Grass-the next biofuel home heating market?

Innovation and government support will accelerate the biomass market which is yet to compete with fossil fuels and other renewables.
Published: Fri 02 Sep 2016

Heating is the largest energy expense in most homes, accounting for 35% to 50% of annual energy bills. Now, a new and cleaner solution is making an appearance on the market.

Grass pellets.

The pellets are set to save homeowners a fortune in home heating costs.

Some regional agronomists have devised a way to press grass into pellets and they hope to jump start what could be the next biofuel home heating market.

Pocono Northeast Resource Conservation & Development Council in Dalton, using a US Department of Agriculture grant, is touring its 10-county coverage area to demonstrate its pelletizer machine which has been in development for eight years now.

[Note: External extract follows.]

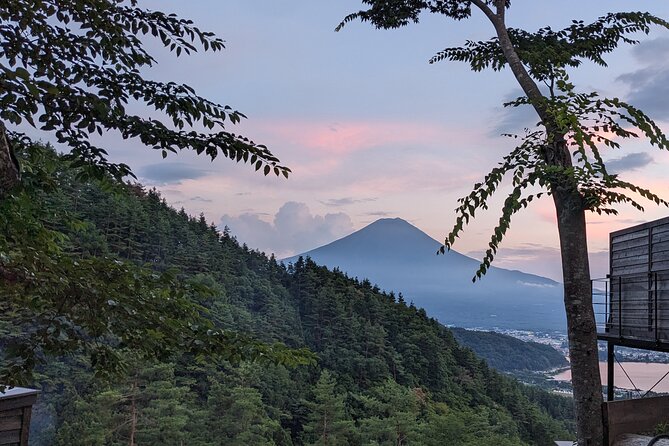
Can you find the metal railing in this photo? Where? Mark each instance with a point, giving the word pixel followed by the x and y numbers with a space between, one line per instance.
pixel 633 306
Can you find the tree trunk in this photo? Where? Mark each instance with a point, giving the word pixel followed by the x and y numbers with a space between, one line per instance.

Will Brandau, now a council board member and grass farmer from Wapwallopen, has been working on the pellet-making process since 2006 and over the last 10 years, he has managed to produce 800 to 1,000 pounds (350 to 450 kg) per hour.

Environmental benefits and lower costs

The council estimates that landowners who grow their own grass can heat their homes for around $500 each winter and experts say that grass pellets burn in most stoves or fireplaces, although special pellet stoves burn cleaner and more efficiently.

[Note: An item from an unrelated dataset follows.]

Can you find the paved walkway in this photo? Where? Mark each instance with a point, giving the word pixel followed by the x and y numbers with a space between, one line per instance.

They also generate more ash than wood pellets. However, biofuel experts say grass is highly beneficial for those who live in regions with large fields. "Biomass has some advantages in rural areas in terms of providing new markets for agriculture systems," said Tom Richard, Ph.D., director of Penn State's agricultural and bio-engineering department. He says that the grasses are particularly attractive in areas that have water quality concerns because they can soak up nutrients and even prevent erosion.

Making the grass pellets

Just about any growing thing can be pressed into pellets but the trick is getting the moisture content just right which, according to Brandau, is around 15%. This is determined by using a moisture sensor which costs a mere $30 at a local hardware store.

The pellets are made through a simple process first by grinding dried grass into small pieces using a hammer mill, then feeding it into the pelletizer. Inside the pelletizer, heavy metal wheels revolve on a flat, round die punched full of holes. Friction from the rollers on the grass creates heat, reaching boiling temperatures. The gear-like rollers then force grass down through the die holes.The heat breaks down a gluey substance in the plants called lignin which creates a plastic-like coating around the pellets as it cools. A spinning blade underneath cuts off the emerging strands, like noodles through a pasta press, producing short pellets that dump into a waiting bucket.

People have made grass pellets for years, said Dr. Richard, but it's difficult because grass has much less lignin than trees. Grass also holds great promise in the effort to find an environment-friendly fuel source.

When it's alive, grass absorbs carbon dioxide, the same greenhouse gas released when it burns creating a cycle. Warm-season grass dies in winter and decomposes, so harvesting it eliminates that carbon from going back into the ground, Dr. Richard said.

It costs between around $1,100 and $7,500 for a small pelletizer machine setup.

Because a farmer might use it only once or twice a year, George E. Kauffman III, executive director of the Pocono Northeast Resource Conservation & Development Council in Dalton, says it makes more sense for farmers to share the cost and savings.

Biomass pellets market growth

The use of biomass pellets for heating and as a power source has increased significantly recently with many households and industrial facilities using pellet stoves or boilers over old-style wood-fired equipment. According to Research and Markets’ report, "Global Biomass Pellets Market 2015-2019", the global market is set to grow at a CAGR of 11% over the period 2014-2019.

These pellets are generally derived from various sources including the timber industry, sawdust, sugarcane crop, woody plants, and switch grass or miscanthus.

According to the report, power generation using biomass pellets is seeing an increased use especially since biomass is an ideal substitute for conventional fossil fuels for heating and power generation purposes. This is thanks to a growing number of technical options available as well as biomass gaining importance as a renewable energy source.

The report highlights that the costs of setting up biomass facilities can be quite high in comparison to that of other renewable sources and fossil fuels. We are of the opinion that for biomass to meet stringent sustainability targets, innovation and government support will be key. [Innovation will see biomass develop.]